Así las cosas, seguramente la realidad es muchísimo más compleja. El o la “experta” no viven en una burbuja. Muy probablemente tampoco viven abstraídos en sus laboratorios produciendo artículos indexados que nadie leerá. Incluso más, en ciertas ocasiones aquellas contribuciones generan impactos directos e indirectos en la vida de las personas. Tiendo a pensar que procesos sociales tan fuertes y radicales como el 18 de octubre o la actual pandemia redefinirán las agendas universitarias y las colocarán más en sintonía con las problemáticas sociales. Nuestras sociedades requieren soluciones urgentes a problemas de desigualdad, salubridad, uso de datos, habitabilidad, territorios, medioambiente, conflictos sociales, políticas públicas, acceso a la justicia, reformas institucionales y tantos otros que obligan a entregar respuestas que muy probablemente se generarán en espacios universitarios.

La parodia

“¿Quién está interesado en ir a votar?” Suelo realizar esta pregunta al final de mis intervenciones. Sin duda, quienes asisten a estos encuentros representan a quienes se interesan en estos asuntos. De ahí que no sorprenda cuando la mayoría, sino todos, levantan la mano.
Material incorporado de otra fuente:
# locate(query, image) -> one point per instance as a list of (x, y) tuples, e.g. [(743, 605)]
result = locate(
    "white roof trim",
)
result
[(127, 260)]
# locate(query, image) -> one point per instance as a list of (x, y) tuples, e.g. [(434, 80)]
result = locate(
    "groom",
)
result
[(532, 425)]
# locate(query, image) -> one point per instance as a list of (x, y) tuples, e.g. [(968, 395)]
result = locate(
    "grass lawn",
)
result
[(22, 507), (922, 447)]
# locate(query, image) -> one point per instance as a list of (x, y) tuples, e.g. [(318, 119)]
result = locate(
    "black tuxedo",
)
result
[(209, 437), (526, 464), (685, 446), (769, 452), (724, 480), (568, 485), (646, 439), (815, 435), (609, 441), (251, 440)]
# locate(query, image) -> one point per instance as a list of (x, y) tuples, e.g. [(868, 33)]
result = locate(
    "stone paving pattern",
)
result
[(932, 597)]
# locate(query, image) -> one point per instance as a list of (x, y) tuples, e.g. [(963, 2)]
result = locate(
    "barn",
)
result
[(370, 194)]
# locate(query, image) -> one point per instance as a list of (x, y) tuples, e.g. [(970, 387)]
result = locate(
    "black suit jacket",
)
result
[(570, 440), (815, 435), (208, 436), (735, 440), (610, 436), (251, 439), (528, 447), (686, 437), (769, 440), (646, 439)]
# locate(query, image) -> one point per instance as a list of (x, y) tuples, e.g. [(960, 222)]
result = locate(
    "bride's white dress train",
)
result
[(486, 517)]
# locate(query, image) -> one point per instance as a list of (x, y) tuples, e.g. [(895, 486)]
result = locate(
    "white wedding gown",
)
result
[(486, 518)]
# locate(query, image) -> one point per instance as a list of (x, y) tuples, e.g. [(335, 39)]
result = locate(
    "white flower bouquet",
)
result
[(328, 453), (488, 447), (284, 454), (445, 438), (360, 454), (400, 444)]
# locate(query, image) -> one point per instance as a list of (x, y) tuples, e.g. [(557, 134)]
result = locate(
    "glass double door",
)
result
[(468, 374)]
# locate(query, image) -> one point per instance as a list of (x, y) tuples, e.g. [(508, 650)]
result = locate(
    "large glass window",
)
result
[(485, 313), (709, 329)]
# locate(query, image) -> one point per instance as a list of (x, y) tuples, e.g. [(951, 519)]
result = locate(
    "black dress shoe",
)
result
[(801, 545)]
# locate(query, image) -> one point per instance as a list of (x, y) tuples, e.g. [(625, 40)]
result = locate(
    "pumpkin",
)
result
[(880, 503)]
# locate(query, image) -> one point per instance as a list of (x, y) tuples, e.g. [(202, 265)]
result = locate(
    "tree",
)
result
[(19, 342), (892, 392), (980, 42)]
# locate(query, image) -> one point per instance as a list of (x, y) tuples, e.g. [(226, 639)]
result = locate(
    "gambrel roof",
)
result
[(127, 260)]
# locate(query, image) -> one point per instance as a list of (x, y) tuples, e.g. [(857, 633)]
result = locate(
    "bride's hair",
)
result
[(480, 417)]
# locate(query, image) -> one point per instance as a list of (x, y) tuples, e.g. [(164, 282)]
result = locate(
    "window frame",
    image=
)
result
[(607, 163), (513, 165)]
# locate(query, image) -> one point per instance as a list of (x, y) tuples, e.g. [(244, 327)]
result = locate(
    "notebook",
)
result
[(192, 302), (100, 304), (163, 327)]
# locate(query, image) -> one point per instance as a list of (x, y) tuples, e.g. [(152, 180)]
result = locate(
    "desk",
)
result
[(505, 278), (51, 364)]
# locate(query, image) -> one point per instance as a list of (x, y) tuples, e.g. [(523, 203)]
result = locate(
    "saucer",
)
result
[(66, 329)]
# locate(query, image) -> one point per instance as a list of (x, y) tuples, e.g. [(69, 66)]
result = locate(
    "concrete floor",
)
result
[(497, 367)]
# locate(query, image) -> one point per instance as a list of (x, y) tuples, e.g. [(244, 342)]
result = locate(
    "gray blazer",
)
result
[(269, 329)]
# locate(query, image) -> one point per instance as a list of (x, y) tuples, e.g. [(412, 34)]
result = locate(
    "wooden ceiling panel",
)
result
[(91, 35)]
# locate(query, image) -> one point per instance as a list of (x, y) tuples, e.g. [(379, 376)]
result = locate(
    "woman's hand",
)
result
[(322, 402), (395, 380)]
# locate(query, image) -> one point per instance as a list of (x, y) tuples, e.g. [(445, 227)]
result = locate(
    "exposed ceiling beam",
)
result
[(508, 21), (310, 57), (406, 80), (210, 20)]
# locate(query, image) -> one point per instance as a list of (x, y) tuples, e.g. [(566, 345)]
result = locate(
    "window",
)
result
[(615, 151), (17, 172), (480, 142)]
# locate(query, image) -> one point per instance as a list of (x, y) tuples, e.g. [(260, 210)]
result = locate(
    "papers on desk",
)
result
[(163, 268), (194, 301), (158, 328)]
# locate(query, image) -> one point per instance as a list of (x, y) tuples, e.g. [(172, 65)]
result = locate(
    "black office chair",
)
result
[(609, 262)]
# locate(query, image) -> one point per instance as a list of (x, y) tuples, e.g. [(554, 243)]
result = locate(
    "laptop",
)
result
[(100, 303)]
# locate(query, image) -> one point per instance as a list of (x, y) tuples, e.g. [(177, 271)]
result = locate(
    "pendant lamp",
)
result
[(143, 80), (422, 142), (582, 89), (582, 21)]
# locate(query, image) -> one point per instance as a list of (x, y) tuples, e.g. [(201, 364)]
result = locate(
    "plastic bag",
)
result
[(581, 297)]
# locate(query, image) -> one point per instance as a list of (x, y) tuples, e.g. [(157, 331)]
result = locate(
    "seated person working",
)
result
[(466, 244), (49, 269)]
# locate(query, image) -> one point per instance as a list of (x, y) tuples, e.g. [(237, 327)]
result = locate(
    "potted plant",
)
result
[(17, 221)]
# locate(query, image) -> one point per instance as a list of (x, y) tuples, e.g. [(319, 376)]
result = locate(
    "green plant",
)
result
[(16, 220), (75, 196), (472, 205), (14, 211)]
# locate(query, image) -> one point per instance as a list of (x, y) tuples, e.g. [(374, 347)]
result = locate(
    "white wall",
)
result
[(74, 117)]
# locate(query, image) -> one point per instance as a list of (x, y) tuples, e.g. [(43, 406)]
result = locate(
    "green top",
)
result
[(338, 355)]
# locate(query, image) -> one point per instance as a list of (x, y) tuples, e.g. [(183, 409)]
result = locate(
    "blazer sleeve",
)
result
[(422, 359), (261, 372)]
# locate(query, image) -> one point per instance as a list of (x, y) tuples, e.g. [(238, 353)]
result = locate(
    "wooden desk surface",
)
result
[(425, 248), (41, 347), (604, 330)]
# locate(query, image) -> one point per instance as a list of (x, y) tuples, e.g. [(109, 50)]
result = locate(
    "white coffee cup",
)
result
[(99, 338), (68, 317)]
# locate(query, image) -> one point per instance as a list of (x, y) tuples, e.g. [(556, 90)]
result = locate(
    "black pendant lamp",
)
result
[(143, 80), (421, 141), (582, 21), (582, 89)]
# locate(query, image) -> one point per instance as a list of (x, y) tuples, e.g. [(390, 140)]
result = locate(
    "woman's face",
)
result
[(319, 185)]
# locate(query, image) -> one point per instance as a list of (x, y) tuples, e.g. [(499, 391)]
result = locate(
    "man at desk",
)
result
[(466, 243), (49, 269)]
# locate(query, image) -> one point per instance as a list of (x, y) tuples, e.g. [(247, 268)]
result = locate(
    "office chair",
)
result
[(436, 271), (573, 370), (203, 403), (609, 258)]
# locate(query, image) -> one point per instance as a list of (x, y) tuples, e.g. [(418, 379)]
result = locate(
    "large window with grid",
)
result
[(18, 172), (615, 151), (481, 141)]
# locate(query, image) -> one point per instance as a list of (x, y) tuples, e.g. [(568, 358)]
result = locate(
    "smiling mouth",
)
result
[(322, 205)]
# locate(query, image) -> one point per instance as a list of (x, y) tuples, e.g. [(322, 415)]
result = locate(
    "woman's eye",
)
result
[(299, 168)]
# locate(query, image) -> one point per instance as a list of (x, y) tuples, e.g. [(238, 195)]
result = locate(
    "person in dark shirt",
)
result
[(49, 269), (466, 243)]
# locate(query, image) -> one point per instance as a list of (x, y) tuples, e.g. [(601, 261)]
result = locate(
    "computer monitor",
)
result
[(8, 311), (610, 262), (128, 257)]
Pero también les pregunto, “¿Y creen que cambiarán en algo las cosas?”. Ahí se produce aquella pausa de escepticismo, de risas, de murmullos en la sala pues no existe un convencimiento de que algo cambiará. Existen muchas ganas de que las cosas cambien, pero existe mucho escepticismo respecto de un proceso que es complejo, que es incierto, que considera muchos obstáculos a la participación.
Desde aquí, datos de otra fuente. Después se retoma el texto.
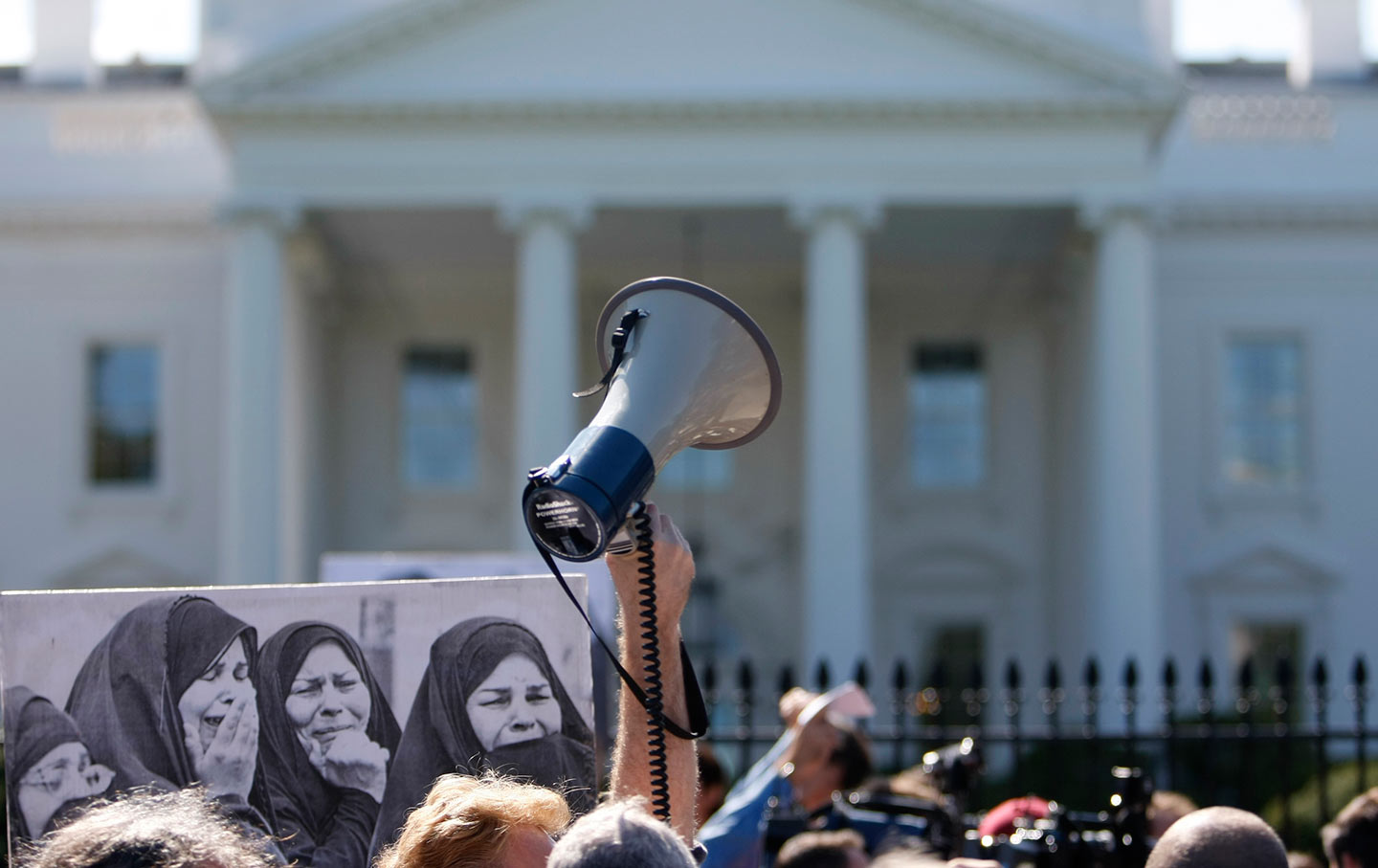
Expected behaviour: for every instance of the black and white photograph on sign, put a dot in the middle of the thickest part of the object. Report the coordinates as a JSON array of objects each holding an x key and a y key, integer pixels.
[{"x": 315, "y": 714}]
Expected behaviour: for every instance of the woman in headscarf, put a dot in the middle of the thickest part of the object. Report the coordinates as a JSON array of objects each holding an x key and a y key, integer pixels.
[
  {"x": 328, "y": 735},
  {"x": 488, "y": 701},
  {"x": 167, "y": 701},
  {"x": 50, "y": 767}
]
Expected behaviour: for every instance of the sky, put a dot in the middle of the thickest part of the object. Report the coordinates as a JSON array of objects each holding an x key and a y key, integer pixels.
[{"x": 166, "y": 31}]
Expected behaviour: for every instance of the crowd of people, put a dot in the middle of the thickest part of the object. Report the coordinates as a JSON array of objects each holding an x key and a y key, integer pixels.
[{"x": 181, "y": 792}]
Cuando me preguntan, “profe, ¿y usted cree que cambiará algo?” les respondo: “Eso depende si ustedes aquí en la sala se organizan para cambiar las cosas”. Silencio.

Se trata de una oportunidad histórica. Qué duda cabe. Nunca, repito, nunca en la historia de Chile se ha convocado a la ciudadanía para preguntarle si quiere cambiar la Constitución y a través de qué mecanismo hacerlo.  Pero así como se trata de una oportunidad histórica, la desconfianza hacia todo y todos es tan radical que resulta imprescindible generar espacios de activación y participación ciudadana. Si el proceso no es apropiado por la ciudadanía, la ruta constituyente podría transformarse en otro ritual de las élites definiendo las reglas del juego político y social.

En uno de los encuentros, visitamos un colegio subvencionado de La Florida. En la sala se reunió poco más de un centenar de profesores, estudiantes y funcionarios del plantel. Al final de la jornada y después de cerca de dos horas de conversación les pregunté a estos jóvenes de tercero y cuarto medio:

-“A ver díganme, ¿ustedes creen que hoy Chile tiene una democracia?”

En la sala se escuchó un rotundo “¡Noooo!”

La mayor tragedia del momento actual es aquella sensación triste, pesada y preocupante de convivir en un sistema donde sentimos que no pertenecemos.

Una democracia vaciada de demócratas.